What is the axis of symmetry for F(X)= (x+2) (x-8)?
it will be midway between the two roots.
That is at x = (-2 + 8)/2
What is the symmetry and degree of the function f(x)=2x^3-4x^2-3x?
To find the axis of symmetry for a quadratic function, you can use the formula x = -b / (2a), where a represents the coefficient of the x^2 term and b represents the coefficient of the x term.

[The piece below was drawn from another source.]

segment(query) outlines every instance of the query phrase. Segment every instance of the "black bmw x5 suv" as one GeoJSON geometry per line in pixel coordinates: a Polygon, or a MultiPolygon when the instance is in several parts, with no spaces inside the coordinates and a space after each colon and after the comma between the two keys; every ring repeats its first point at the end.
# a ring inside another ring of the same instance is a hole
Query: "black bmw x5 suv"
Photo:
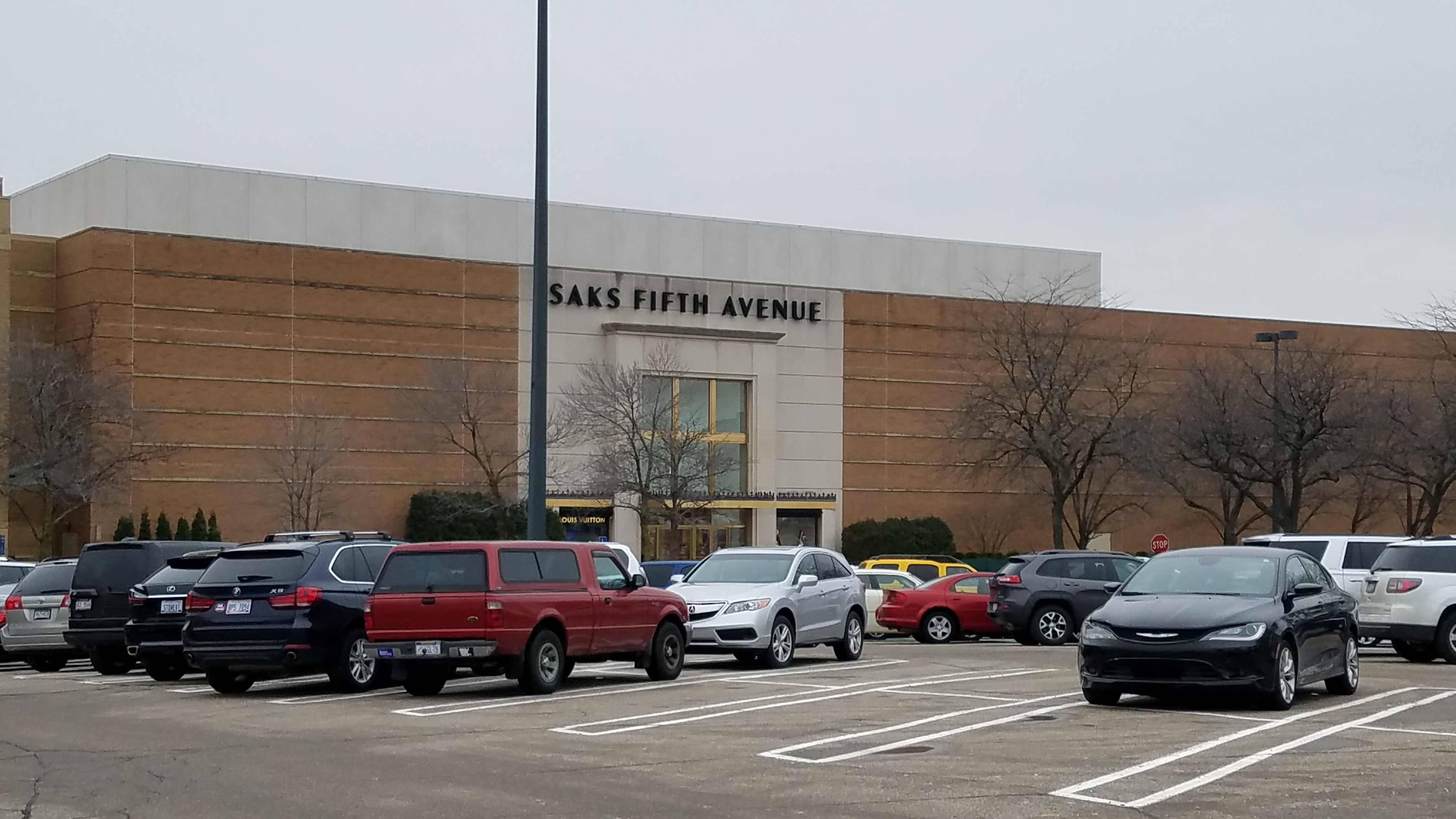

In the given function, F(x) = (x + 2)(x - 8), the coefficient of the x^2 term is 1, and the coefficient of the x term is 0:
a = 1
b = 0
Now we can substitute these values into the formula to find the axis of symmetry:
x = -b / (2a)
= -0 / (2 * 1)
= 0 / 2
= 0
Therefore, the axis of symmetry for the function F(x) = (x + 2)(x - 8) is x = 0.
To find the axis of symmetry for a quadratic function, you need to use the formula x = -b/2a, where the quadratic equation is in the standard form of ax^2 + bx + c = 0. In this case, the quadratic function is f(x) = (x + 2)(x - 8).
First, let's rewrite the function in standard form:
f(x) = x^2 - 6x - 16
Comparing this to the standard form ax^2 + bx + c, we see that a = 1, b = -6, and c = -16.
Now we can find the axis of symmetry:
x = -b/2a
x = -( -6 ) / ( 2 * 1 )
x = 6 / 2
x = 3
Therefore, the axis of symmetry for the function f(x) = (x + 2)(x - 8) is x = 3.